THE NEW YORK TIMES
SPECULATING? HIGHLY IMPROPER BUT IT'S DONE, OLD BOY
D.J.R. BRUCKNER
June 17, 1999
It is canny of the Mint Theater, at the end of a decade of stock market enchantment, to stage ”The Voysey Inheritance,” a 95-year-old play by the British actor and director Harley Granville-Barker. Few theatrical works so shrewdly raise profound questions about the role of ordinary morality in the making of money, and none in English does it with such elegance and wit.
The Voysey family is a collection of willful eccentrics worthy of Oscar Wilde or George Bernard Shaw. The money they all enjoy comes from Voysey & Son, a solicitors’ partnership run by the head of the family and his youngest son, Edward. At the outset Edward discovers that for 30 years his father has used money entrusted to the firm for specified investments to play the stock market and that at no time could the firm survive if all its clients tried to redeem their money.

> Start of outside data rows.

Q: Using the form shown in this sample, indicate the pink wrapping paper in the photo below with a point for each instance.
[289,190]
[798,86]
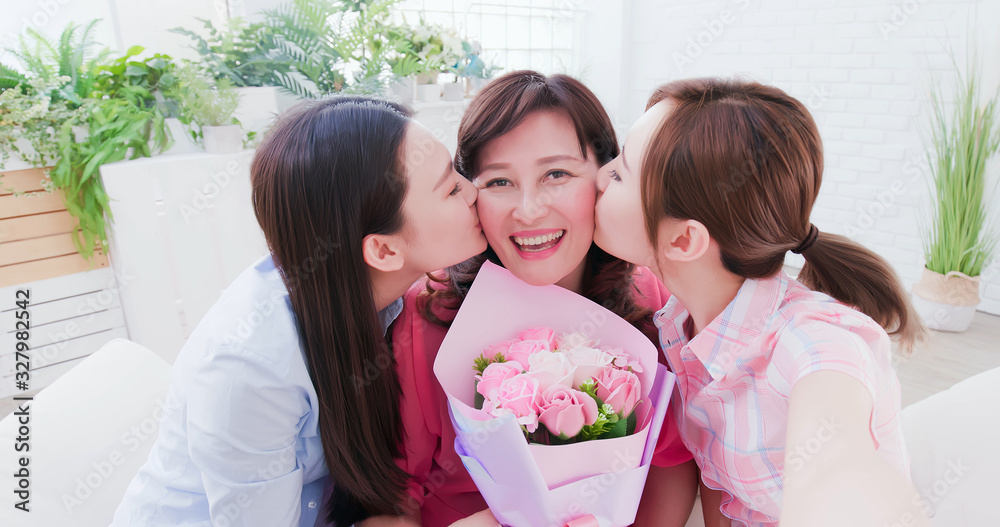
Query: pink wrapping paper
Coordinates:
[539,485]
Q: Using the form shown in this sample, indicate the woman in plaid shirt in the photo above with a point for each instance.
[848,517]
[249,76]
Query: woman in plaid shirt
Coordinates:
[788,400]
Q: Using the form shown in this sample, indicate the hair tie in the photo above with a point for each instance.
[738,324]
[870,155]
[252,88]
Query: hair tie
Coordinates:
[809,241]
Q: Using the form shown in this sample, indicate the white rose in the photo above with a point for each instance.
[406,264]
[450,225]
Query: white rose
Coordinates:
[589,362]
[550,368]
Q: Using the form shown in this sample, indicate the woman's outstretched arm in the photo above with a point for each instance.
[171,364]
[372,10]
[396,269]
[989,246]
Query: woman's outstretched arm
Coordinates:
[843,481]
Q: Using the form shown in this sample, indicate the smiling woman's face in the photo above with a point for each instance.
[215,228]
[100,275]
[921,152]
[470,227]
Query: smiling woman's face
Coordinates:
[536,202]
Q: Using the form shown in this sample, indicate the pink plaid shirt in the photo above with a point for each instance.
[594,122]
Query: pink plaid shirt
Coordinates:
[735,379]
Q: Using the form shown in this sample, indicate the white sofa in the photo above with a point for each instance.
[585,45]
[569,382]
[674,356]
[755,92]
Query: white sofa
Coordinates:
[89,432]
[954,443]
[92,429]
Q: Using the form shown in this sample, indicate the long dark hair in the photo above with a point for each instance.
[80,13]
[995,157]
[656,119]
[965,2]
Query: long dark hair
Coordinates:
[325,176]
[746,160]
[499,108]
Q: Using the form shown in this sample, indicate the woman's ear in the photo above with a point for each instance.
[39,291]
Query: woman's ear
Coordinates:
[383,252]
[682,240]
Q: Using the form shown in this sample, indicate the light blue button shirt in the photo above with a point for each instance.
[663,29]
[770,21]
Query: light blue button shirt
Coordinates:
[239,440]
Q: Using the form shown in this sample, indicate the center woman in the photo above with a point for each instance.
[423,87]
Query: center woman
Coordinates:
[533,145]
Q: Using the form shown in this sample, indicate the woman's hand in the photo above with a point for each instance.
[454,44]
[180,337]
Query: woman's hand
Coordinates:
[388,521]
[483,518]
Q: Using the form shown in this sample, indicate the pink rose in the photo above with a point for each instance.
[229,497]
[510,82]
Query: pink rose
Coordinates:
[520,351]
[520,396]
[564,410]
[546,334]
[620,389]
[494,375]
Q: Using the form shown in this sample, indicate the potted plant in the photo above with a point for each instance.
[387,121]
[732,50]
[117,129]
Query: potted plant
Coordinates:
[100,111]
[474,69]
[210,107]
[439,49]
[959,241]
[249,56]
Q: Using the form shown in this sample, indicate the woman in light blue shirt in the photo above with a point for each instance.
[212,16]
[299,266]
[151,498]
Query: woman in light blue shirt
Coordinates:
[289,378]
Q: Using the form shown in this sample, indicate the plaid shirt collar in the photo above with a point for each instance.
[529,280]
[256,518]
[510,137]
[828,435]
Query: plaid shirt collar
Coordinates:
[729,335]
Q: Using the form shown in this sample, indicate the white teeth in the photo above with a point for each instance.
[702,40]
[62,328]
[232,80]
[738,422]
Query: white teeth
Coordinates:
[538,240]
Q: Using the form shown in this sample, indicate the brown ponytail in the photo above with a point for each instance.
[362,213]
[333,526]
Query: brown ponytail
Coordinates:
[746,160]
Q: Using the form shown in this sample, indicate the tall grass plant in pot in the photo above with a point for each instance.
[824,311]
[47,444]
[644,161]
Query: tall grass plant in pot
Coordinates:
[960,239]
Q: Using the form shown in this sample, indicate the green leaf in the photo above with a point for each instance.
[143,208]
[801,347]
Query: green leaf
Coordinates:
[135,71]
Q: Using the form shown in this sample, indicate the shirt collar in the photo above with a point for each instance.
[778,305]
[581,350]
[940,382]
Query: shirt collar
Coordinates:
[726,338]
[389,313]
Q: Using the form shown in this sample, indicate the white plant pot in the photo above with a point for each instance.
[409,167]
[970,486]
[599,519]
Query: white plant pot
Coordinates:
[943,317]
[429,92]
[946,302]
[402,90]
[454,91]
[474,84]
[223,139]
[183,144]
[258,108]
[14,160]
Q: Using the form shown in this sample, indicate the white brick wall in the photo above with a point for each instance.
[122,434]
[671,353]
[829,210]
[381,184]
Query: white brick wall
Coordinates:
[863,67]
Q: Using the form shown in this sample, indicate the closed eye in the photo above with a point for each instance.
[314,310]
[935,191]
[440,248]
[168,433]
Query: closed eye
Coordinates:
[498,182]
[558,174]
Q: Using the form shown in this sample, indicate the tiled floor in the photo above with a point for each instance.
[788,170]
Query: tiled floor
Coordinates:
[944,360]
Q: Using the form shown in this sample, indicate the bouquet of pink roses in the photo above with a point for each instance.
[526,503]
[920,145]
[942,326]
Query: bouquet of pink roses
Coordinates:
[560,390]
[591,412]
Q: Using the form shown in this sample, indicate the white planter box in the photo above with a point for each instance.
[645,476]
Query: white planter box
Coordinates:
[184,230]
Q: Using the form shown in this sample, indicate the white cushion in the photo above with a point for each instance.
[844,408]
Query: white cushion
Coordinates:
[954,442]
[90,431]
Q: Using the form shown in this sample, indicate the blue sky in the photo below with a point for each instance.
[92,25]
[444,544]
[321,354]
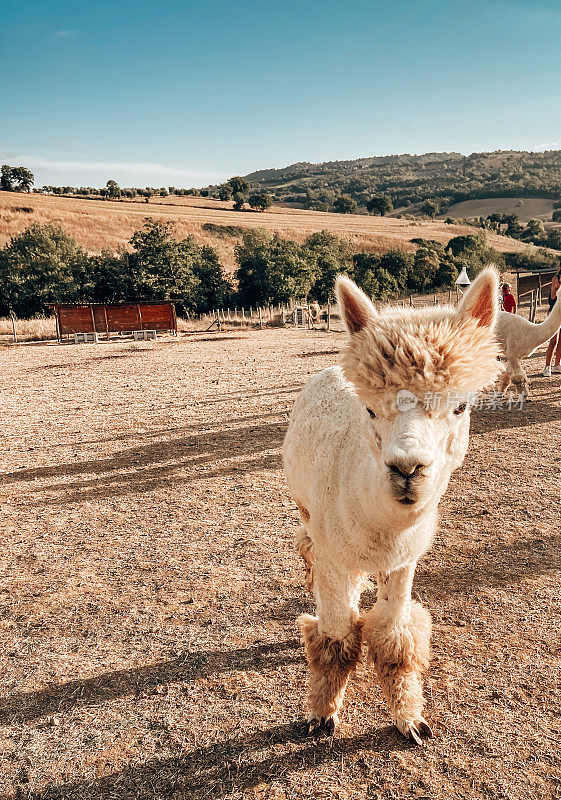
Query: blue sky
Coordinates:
[189,93]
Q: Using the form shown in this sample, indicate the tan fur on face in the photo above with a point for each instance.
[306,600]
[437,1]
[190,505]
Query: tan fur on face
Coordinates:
[428,350]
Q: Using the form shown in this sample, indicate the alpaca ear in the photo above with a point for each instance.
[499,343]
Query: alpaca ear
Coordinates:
[356,308]
[481,301]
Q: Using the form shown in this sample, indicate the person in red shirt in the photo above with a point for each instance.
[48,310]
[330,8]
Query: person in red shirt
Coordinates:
[509,303]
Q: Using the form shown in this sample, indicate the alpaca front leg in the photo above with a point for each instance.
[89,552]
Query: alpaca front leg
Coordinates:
[397,631]
[333,642]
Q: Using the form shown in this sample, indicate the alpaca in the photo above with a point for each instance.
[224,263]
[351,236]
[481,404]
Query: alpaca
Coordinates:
[519,338]
[367,460]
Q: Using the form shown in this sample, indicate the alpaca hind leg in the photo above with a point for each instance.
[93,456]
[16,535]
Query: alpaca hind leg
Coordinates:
[305,547]
[333,642]
[504,380]
[397,631]
[519,380]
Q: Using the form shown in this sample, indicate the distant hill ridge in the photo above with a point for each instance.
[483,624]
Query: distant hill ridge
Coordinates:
[409,179]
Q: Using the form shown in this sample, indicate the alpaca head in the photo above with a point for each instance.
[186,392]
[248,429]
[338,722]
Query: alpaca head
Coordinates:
[415,371]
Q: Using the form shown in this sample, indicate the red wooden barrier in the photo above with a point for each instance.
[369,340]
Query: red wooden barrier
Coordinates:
[114,318]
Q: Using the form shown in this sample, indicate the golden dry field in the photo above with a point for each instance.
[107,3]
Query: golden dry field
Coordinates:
[150,587]
[104,224]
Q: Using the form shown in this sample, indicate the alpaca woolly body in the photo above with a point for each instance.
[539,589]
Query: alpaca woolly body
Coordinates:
[368,489]
[519,338]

The father says this practice began with his father, and he kept it up to save his father’s name and to try to achieve a balance at some point. But he dies suddenly, and when Edward sets out to restore the looted accounts, one client inevitably uncovers the manipulations, with social and legal consequences that make this play an intellectual thriller.
Actually, the dialogue makes it sound like a parlor comedy, and anyone following its arguments might think it is a Fabian socialist critique of capitalism — a not unreasonable conclusion since Granville- Barker was Shaw’s closest collaborator on productions of his plays and created many of Shaw’s most memorable leading male roles. But little here is didactic; the arguments made by most of the Voyseys for their cavalier use of other people’s wealth carry much more force than Edward’s doubts, and only one brief episode has a whiff of instruction.
That the play operates so successfully on many levels is not surprising; Granville-Barker’s prefaces to Shakespeare’s plays incited a revolution in production that rescued those dramas from two centuries of performance tradition that had almost smothered their intelligence and psychological penetration. The lines of “The Voysey Inheritance” are so sharp that even if they were read in a monotone a listener would be startled by the depths of character they reveal.
And there is nothing monotonal here. Under Gus Kaikkonen’s direction, George Morfogen as the senior Voysey is a generous, cheerful, guiltless thief trusted by everyone. With one exception, the male Voyseys, high in society, the army and the law, are so ridiculously confident that they make contempt a pure joy.
Edward (Kraig Swartz) grows almost imperceptibly from a scandalized young prig into a man who finds total loss is salvation, even though he has to be led to that vision by his cousin Alice (Sioux Madden), a selfish socialite transformed by disaster into a wise, tender lover. And as for George Booth, the family friend who brings down the house of Voysey, there is not a sillier, more delightful or vapid ninny in the literature, and Chet Carlin plays him as though he owns the part — as, for now, he deserves to.
At the end many people expressed surprise that they had been sitting enthralled for three hours. A playwright, and a company, can’t do much better than that.